Lecture 9 2020-2021
Control Points in Gene Expression
Various control points are crucial for regulating gene expression.
Post-transcriptional control occurs after mRNA is synthesized in the nucleus.
Key areas of control include:
mRNA degradation
Inactive mRNA transport
mRNA processing
Protein translation
Protein activity and localization control.
Alternative mRNA Splicing: The Concept
Alternative splicing is a process allowing the production of multiple mRNA variants from a single gene.
Exons: coding sequences that remain in the mRNA post-splicing.
Introns: non-coding sequences that are removed during splicing.
Splice variants: different mRNAs produced from various combinations of exons.
Mechanisms of Alternative Splicing
Cells exploit alternative splicing to generate diversity in protein outputs from one gene.
Key types of alternative splicing include:
Intron retention
Mutually exclusive exons
Alternative splice sites (5' & 3')
Exon inclusion/skipping
Tissue-specific regulation
Prevalence in Eukaryotes
Alternative splicing is common, with over 90% of genes in mammalian cells subject to splicing variations.
It impacts gene product diversity and mRNA properties (e.g., stability).
Alternative Splicing in Disease: Apoptosis
Splicing of apoptosis-regulated genes determines cell survival:
Anti-apoptotic vs Pro-apoptotic isoforms influence whether a cell undergoes apoptosis.
Example: Drosophila Sex Determination
Mechanisms of sex determination via alternative splicing:
The sex lethal (Sxl) gene plays a pivotal role in females (X:A ratio).
Males splice transformer (tra) gene to create a dysfunctional protein, while females produce a functional Tra protein.

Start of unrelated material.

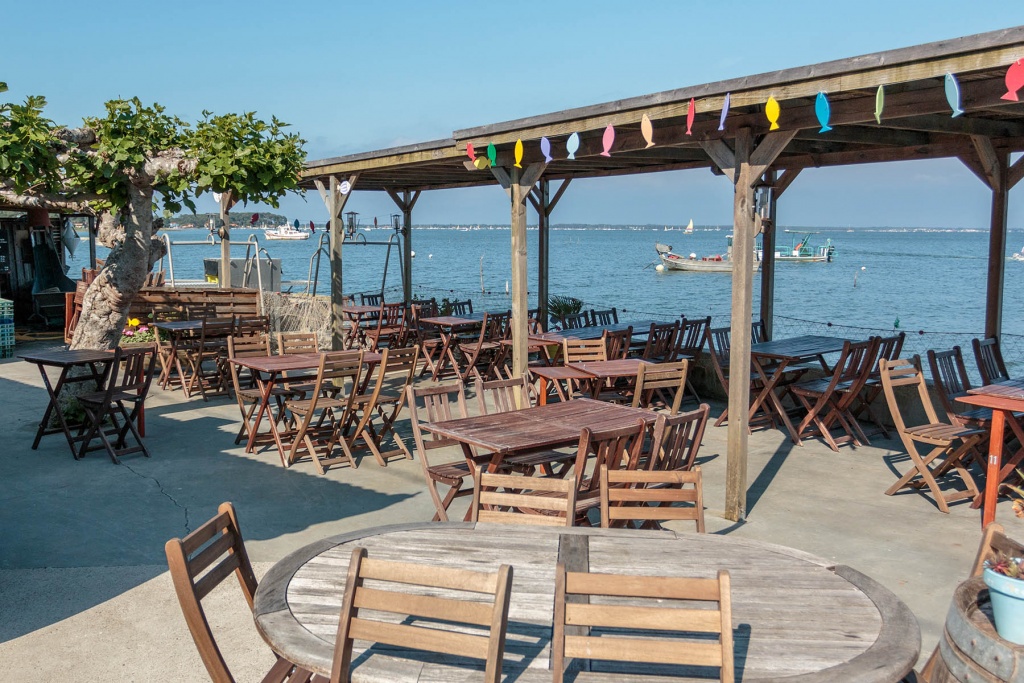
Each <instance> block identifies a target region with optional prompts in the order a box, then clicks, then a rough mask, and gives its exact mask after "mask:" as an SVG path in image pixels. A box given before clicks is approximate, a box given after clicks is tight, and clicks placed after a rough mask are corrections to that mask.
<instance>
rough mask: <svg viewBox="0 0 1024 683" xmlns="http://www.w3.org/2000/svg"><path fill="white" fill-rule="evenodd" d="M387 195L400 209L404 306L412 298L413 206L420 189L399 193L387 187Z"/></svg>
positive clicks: (401, 252) (406, 189) (402, 281)
mask: <svg viewBox="0 0 1024 683" xmlns="http://www.w3.org/2000/svg"><path fill="white" fill-rule="evenodd" d="M387 194H388V197H390V198H391V201H393V202H394V203H395V204H396V205H397V206H398V208H399V209H400V210H401V237H402V240H401V271H402V275H403V278H402V283H401V298H402V300H403V301H404V302H406V306H409V303H410V302H411V301H412V300H413V207H415V206H416V202H417V201H418V200H419V199H420V190H416V191H415V193H413V191H410V190H408V189H403V190H401V195H398V193H397V191H396V190H394V189H390V188H388V190H387Z"/></svg>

Activation of DSX transcription factor occurs differently in males and females due to the presence of Tra.
Example of Human Disease: Myotonic Dystrophy
Myotonic Dystrophy is linked to splicing defects:
Dominantly inherited muscular dystrophy affecting muscle function.
Caused by CTG repeat expansions in the DMPK gene.
The expanded RNA sequesters critical splicing regulators, leading to specific disease symptoms.
Mdm2 Splicing in Cancer
In cancer, Mdm2 gene undergoes alternative splicing, producing variants that may contribute to tumor diversity and progression.
It regulates p53, a crucial protein in protecting against DNA damage.
Regulatory Elements of Splicing
Alternative splicing can be influenced by enhancers and silencers:
Specific RNA sequences can promote or inhibit splicing site choices.
Exonic and Intronic Splicing Enhancers (ESE/ISE) and Splicing Silencers (ESS/ISS) regulate splicing efficiency and choice.
Fate of RNA Binding Proteins
The Fox family of RNA binding proteins regulate alternative splicing in specific tissues, promoting the evolution of complex organisms.
They recognize specific motifs vital for splicing regulation in metazoans.
Trans-Splicing Reactions
Trans-splicing involves joint processing of exons from different pre-mRNA molecules; rare in multicellular organisms but prevalent in some organisms like trypanosomes.
Short Sequence Leader RNAs (SL RNA) play roles in this process.
Summary of Regulated Alternative mRNA Splicing
Alternative splicing significantly enhances genomic coding potential.
Generates diverse mRNA forms, including tissue and developmental specificity.
Particularly critical in non-dividing cells, particularly in neuronal and muscle cells.
mRNA Processing in Eukaryotes
Three stages of RNA processing:
5' capping
RNA splicing: removal of introns and linkage of exons.
3' polyadenylation for mRNA stability.